Col. Kenneth Cordier, Fighter Pilot and Vietnam POW, Dies at 87

Col. Kenneth W. Cordier, an F-4 fighter pilot who was shot down over North Vietnam and spent more than six years as a prisoner of war, died June 18 at age 87.

Cordier grew up in Ohio and was commissioned in the Air Force through the University of Akron ROTC program. He became a Minuteman missile launch officer and instructor, but in 1963 was accepted for pilot training, earning his wings in 1964. He completed F-4 Phantom II training and served with the 45th Tactical Fighter Squadron at MacDill Air Force Base, Fla., deploying with it to Ubon Royal Thai Air Force Base in January 1965. He flew 59 combat missions from Ubon.

In June 1966, Cordier volunteered for a second tour in Vietnam and was assigned to Cam Ranh Bay Air Base, South Vietnam.

He earned his first Silver Star in November 1966, leading an F-4 flight to attack a target in North Vietnam. The citation reads in part that Cordier’s “first pass in the target area drew heavy hostile reaction and his wingmen were downed on their initial passes. Completely disregarding his own personal safety, Capt. Cordier immediately initiated rescue procedures and delivered his remaining ordnance on the nearby target. [He] then remained in the area to provide assistance to inbound rescue aircraft until his low fuel state dictated his departure from the area.”

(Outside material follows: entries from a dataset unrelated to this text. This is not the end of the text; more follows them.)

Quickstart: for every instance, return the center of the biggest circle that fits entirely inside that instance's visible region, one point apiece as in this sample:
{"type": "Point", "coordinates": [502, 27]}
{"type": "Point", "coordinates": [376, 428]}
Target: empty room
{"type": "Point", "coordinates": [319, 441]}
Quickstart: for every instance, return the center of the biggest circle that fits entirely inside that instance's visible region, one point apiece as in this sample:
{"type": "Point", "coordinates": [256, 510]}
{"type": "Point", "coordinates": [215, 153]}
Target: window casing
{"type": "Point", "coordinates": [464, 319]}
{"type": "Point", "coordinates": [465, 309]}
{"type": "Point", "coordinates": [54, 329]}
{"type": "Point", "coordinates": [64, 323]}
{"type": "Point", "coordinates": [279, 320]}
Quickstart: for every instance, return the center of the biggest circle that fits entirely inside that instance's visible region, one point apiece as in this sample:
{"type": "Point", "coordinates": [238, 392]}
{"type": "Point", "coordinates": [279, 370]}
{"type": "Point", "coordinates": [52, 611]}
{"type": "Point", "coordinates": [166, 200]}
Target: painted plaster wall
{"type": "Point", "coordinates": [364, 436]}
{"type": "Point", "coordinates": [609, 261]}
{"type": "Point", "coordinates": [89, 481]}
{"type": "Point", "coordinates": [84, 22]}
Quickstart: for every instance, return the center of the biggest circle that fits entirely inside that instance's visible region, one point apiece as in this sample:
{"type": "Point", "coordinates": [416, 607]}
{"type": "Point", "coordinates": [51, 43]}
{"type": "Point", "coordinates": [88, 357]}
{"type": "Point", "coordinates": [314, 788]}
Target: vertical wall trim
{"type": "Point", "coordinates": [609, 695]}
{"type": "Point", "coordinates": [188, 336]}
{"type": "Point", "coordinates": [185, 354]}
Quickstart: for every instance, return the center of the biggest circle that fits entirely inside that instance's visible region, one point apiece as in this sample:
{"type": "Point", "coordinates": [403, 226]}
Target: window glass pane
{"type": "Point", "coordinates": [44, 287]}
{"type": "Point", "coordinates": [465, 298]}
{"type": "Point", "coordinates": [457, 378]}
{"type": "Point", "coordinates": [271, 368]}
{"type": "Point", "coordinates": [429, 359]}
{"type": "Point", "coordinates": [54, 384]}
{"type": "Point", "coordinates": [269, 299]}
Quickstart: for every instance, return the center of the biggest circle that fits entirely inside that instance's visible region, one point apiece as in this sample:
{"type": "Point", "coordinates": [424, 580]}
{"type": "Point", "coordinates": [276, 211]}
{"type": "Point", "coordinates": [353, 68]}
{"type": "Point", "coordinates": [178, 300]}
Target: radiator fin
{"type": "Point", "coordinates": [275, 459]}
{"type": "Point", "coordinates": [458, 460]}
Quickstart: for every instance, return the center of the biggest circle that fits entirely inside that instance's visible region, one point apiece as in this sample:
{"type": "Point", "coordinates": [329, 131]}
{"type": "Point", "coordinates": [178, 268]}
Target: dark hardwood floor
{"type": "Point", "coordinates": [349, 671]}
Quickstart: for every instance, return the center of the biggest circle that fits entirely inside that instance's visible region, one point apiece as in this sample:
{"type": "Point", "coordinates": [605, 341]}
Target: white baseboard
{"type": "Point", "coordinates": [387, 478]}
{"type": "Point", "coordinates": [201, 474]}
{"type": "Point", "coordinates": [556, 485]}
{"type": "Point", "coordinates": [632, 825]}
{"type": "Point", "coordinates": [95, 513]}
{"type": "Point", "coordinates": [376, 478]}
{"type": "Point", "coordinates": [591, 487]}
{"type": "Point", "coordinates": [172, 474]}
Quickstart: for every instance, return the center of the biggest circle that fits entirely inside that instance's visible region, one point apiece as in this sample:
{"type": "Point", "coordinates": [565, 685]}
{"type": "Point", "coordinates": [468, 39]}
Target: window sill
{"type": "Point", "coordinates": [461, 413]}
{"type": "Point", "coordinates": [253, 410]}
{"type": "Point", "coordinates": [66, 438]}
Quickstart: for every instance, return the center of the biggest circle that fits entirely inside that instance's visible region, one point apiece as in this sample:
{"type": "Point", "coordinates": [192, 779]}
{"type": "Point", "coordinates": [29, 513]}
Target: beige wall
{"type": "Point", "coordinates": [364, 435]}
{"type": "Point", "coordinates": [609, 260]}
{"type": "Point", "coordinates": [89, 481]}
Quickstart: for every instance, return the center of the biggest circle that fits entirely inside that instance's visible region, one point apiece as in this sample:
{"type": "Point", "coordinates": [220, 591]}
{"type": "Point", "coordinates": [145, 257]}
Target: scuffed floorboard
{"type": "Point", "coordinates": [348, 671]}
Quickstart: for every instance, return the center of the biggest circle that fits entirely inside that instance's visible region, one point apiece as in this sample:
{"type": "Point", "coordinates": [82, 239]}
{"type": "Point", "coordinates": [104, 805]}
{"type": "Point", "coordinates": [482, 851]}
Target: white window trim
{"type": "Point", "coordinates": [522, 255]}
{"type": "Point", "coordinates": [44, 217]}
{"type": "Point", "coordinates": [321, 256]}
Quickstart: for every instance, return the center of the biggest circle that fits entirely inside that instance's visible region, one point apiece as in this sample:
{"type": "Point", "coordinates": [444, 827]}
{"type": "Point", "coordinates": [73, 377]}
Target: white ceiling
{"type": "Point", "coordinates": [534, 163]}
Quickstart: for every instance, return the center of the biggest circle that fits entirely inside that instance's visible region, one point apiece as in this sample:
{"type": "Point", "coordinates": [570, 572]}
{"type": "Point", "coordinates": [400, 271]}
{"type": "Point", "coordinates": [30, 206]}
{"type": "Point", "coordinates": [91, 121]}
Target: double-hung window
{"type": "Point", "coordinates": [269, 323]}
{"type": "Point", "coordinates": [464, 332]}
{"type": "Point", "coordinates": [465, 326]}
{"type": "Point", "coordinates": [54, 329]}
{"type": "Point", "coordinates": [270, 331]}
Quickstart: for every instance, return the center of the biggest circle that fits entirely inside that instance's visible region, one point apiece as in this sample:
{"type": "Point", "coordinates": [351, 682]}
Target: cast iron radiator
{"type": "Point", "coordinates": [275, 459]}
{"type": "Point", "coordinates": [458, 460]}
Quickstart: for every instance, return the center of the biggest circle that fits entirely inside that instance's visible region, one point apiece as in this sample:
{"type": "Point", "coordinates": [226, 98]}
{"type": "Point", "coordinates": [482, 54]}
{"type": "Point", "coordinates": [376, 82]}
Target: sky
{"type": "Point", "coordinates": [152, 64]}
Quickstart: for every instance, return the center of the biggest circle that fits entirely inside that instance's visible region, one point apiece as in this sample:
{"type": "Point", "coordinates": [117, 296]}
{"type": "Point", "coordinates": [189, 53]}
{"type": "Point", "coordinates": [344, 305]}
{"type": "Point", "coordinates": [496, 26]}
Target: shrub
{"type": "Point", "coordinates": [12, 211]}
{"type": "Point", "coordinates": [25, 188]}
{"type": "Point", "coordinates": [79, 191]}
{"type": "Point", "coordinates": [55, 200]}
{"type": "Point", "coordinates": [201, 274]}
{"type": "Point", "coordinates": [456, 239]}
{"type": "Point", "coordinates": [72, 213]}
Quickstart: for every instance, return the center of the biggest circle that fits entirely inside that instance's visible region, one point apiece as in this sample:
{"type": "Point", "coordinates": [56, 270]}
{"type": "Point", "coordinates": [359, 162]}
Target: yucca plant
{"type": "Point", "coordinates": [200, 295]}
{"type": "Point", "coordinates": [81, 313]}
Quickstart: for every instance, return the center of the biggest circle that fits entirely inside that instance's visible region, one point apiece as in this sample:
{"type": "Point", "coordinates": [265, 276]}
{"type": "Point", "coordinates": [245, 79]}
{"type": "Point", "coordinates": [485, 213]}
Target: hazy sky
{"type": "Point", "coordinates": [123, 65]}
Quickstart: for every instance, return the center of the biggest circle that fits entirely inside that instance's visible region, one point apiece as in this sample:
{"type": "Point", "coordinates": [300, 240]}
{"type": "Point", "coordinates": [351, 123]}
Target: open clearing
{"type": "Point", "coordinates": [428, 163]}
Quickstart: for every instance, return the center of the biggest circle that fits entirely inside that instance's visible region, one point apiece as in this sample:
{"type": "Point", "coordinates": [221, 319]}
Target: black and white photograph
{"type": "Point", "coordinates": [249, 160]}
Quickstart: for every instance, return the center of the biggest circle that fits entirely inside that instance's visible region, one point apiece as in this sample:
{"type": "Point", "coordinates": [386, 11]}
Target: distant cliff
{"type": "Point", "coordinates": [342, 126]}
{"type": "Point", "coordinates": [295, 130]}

On Dec. 6, 1966, on his 176th combat mission, Cordier was flying an F-4C, escorting a B-66 over North Vietnam, when his group took heavy ground fire. Cordier made attacks on anti-aircraft positions, until his F-4 was struck by an anti-aircraft missile and he ejected. He was quickly taken captive and was held and tortured over the next 2,284 days, ultimately being repatriated as part of Operation Homecoming on March 4, 1973.

Due to his injuries during captivity at four different sites in North Vietnam, Cordier required hospitalization and convalescent leave but stayed in the Air Force and requalified to fly fighters.

After attending the Armed Forces Staff College and earning a Master’s degree from Troy State University, Ala., he was operations director first at Holloman Air Force Base, N.M., and then at Sembach Air Base, West Germany.

In 1976, assigned to Headquarters of U.S. Air Forces in Europe, at Ramstein Air Base, West Germany, Cordier was chief of the War Plans Division, where he was credited with making early use of threat-based computer modeling to establish weapons stockpile requirements for the European theater.

He later served as air attaché to the United Kingdom. Cordier retired from the Air Force in 1985 as a colonel.

Among his military awards were two awards of the Silver Star, the Legion of Merit, the Distinguished Flying Cross, a Bronze Star medal with “V” for Valor device, six awards of the Air Medal, the POW medal, the Purple Heart, and Defense Superior Service Medal. He amassed more than 2,000 flying hours during his Air Force career.

After retirement, he worked as a representative of British Aerospace in Washington, D.C. He also held leadership positions with a number of veterans organizations—as president of the NAM-POWs and the Red River Valley Fighter Pilots Association, and as a member of the Airpower Foundation Advisory Board, among others—and served as a private management consultant.

He wrote a book about his combat and POW experiences, “Guardian Eagle: A Fighter Pilot’s Tale,” with Chris Snidow.

Cordier led five veteran trips to Vietnam, visiting former prisons with fellow POWs, both to bring closure to their experience and improve U.S.-Vietnamese relations.